Last week Arizona House Bill 2770 was passed, allowing for business owners to determine whether masks are required in their places of business. According to news reports, the bill’s sponsor, Representative Joseph Chaplik, persuaded the Arizona House to let businesses ignore mask mandates to stem COVID spread in part by arguing that they were not needed decades ago to stop the spread of AIDS.

As Southern Arizona’s largest AIDS service organization, the Southern Arizona AIDS Foundation (SAAF) believes it is vital to our community’s health and safety that we correct any false or misleading information that relates to reducing the transmission of COVID-19 and HIV/AIDS. Setting up a false equivalency between the spread of COVID-19 and the spread of HIV/AIDS is both disingenuous and dangerous. SAAF’s CEO, Ravi Grivois-Shah, comments: “While the current COVID-19 pandemic is often compared to the HIV epidemic, including the issues of community impact and individual isolation, Representative Chaplik’s use of the HIV pandemic in supporting legislation that would allow businesses to ignore COVID-19 mask mandates is careless.”

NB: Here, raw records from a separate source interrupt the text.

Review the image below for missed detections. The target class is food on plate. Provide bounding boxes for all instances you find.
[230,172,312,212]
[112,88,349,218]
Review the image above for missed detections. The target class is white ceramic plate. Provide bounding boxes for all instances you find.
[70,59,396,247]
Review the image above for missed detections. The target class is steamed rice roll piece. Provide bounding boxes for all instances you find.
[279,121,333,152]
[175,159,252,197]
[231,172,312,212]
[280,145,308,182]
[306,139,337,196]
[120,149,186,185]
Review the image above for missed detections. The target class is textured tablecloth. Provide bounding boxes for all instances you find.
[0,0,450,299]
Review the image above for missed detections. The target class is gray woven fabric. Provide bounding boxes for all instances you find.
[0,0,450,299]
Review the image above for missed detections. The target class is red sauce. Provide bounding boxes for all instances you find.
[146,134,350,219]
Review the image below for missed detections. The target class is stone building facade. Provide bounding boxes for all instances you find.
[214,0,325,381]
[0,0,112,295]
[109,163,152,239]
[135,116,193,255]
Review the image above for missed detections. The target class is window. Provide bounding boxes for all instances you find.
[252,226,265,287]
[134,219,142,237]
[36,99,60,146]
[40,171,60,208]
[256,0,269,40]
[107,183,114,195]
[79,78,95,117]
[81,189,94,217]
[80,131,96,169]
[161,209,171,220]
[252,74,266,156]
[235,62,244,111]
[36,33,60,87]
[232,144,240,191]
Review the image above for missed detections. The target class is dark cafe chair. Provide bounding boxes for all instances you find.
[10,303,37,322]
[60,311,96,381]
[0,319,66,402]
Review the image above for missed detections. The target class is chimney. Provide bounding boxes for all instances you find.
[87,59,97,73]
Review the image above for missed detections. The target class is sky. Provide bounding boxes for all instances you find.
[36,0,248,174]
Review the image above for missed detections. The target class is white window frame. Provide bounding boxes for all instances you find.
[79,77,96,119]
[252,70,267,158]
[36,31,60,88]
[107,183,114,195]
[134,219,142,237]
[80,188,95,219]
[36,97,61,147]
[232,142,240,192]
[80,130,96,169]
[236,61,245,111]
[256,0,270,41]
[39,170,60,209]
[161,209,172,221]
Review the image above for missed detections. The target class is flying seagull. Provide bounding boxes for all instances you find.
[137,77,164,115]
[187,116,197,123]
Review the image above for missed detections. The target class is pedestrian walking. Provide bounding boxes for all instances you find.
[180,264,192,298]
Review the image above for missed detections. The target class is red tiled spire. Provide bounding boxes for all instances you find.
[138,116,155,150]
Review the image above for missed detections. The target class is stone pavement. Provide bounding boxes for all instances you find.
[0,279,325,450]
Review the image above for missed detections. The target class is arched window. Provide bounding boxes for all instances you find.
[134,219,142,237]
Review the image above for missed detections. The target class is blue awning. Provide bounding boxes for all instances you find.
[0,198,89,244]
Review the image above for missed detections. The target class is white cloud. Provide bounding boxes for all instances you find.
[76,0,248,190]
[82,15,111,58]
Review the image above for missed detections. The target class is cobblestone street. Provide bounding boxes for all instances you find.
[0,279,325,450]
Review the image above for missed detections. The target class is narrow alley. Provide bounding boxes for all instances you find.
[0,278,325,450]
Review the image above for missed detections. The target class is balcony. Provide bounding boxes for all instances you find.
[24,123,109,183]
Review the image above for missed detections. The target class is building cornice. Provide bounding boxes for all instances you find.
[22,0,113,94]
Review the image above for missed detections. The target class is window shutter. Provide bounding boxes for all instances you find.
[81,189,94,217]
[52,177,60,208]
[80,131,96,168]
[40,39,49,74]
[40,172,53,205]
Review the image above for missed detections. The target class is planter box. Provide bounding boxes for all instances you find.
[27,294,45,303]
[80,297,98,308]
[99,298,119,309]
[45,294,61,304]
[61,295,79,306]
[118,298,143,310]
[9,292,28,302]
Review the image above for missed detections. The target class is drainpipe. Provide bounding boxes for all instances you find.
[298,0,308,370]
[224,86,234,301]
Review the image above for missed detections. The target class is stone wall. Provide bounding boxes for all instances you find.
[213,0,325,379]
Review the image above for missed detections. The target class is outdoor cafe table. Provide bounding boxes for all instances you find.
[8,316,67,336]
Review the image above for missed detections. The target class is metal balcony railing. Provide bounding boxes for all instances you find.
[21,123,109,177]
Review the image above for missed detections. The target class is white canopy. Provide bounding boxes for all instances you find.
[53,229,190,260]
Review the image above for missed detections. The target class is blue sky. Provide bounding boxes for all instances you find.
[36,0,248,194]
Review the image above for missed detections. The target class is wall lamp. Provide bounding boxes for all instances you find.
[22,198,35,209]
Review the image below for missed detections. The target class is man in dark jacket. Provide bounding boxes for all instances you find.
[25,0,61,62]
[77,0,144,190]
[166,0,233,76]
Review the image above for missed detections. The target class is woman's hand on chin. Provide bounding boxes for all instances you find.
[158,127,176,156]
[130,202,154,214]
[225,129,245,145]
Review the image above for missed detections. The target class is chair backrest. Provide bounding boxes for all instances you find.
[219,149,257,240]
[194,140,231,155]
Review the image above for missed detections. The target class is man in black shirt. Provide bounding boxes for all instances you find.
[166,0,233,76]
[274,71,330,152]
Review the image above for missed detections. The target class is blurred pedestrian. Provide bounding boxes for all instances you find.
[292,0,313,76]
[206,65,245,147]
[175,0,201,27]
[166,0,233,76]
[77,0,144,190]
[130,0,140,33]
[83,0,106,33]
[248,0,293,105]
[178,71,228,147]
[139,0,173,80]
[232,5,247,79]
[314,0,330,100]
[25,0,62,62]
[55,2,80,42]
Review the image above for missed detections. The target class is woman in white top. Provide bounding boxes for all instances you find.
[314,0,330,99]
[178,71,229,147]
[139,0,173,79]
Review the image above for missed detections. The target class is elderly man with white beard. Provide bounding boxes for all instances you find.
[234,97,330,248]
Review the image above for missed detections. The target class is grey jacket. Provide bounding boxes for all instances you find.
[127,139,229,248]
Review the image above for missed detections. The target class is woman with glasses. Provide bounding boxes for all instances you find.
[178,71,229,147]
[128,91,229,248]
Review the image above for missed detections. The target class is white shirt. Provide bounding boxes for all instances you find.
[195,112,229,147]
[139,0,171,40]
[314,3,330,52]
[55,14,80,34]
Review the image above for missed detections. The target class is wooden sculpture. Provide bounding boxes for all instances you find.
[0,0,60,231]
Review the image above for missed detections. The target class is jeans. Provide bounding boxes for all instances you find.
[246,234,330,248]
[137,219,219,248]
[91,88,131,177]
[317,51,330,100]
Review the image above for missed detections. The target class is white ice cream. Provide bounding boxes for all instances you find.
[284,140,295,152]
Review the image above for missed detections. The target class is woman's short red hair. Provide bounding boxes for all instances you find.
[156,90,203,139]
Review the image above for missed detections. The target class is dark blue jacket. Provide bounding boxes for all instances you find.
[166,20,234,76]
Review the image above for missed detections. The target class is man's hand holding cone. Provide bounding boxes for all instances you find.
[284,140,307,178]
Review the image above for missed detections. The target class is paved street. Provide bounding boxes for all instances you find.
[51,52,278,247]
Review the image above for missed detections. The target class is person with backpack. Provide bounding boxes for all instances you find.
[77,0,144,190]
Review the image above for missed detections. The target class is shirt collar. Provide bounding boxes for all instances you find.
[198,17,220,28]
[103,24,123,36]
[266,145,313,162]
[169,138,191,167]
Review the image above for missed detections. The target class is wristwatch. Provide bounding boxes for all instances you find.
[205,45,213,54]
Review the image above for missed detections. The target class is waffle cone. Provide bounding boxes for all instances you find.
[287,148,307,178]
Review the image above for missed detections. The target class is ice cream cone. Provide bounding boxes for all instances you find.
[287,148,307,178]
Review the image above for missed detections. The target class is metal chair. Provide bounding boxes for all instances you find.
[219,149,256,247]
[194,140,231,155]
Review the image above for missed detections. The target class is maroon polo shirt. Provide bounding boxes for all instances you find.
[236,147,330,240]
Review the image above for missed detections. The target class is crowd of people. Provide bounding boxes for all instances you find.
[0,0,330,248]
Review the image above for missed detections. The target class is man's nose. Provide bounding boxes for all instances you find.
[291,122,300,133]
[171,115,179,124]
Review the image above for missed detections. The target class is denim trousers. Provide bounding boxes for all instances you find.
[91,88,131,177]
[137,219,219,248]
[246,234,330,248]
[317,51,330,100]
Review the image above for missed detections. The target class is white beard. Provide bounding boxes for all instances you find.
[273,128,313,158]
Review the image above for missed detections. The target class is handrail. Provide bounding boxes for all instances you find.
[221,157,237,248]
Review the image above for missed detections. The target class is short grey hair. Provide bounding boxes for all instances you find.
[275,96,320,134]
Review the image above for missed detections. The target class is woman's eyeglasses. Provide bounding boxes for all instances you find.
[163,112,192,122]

There are key differences between the spread of COVID-19 and the spread of HIV/AIDS. According to the Centers for Disease Control (CDC), “COVID-19 is a respiratory disease that primarily spreads through respiratory droplets produced when an infected person coughs, sneezes, or talks.” Scientific studies show us that masks slow the spread of COVID-19, because they help keep people who are infected from spreading respiratory droplets to others when they breathe, cough, sneeze, or talk.

As a virus, HIV is transmitted through semen, blood, rectal fluids, vaginal fluids, and breast milk and cannot be spread through saliva. Because HIV/AIDS is not a respiratory disease, mask-wearing has never been a public health measure used to reduce its spread. Instead, through advances in science and technology, we have at our disposal several strategies to reduce the acquisition and transmission of HIV/AIDS including: HIV testing, pre- and post-exposure prophylaxis (PrEP and PEP), condoms, and antiretroviral treatments (treatment as prevention). These prevention strategies are at the core of the work we do at SAAF, and individuals may access any one of these prevention measures when they come to SAAF.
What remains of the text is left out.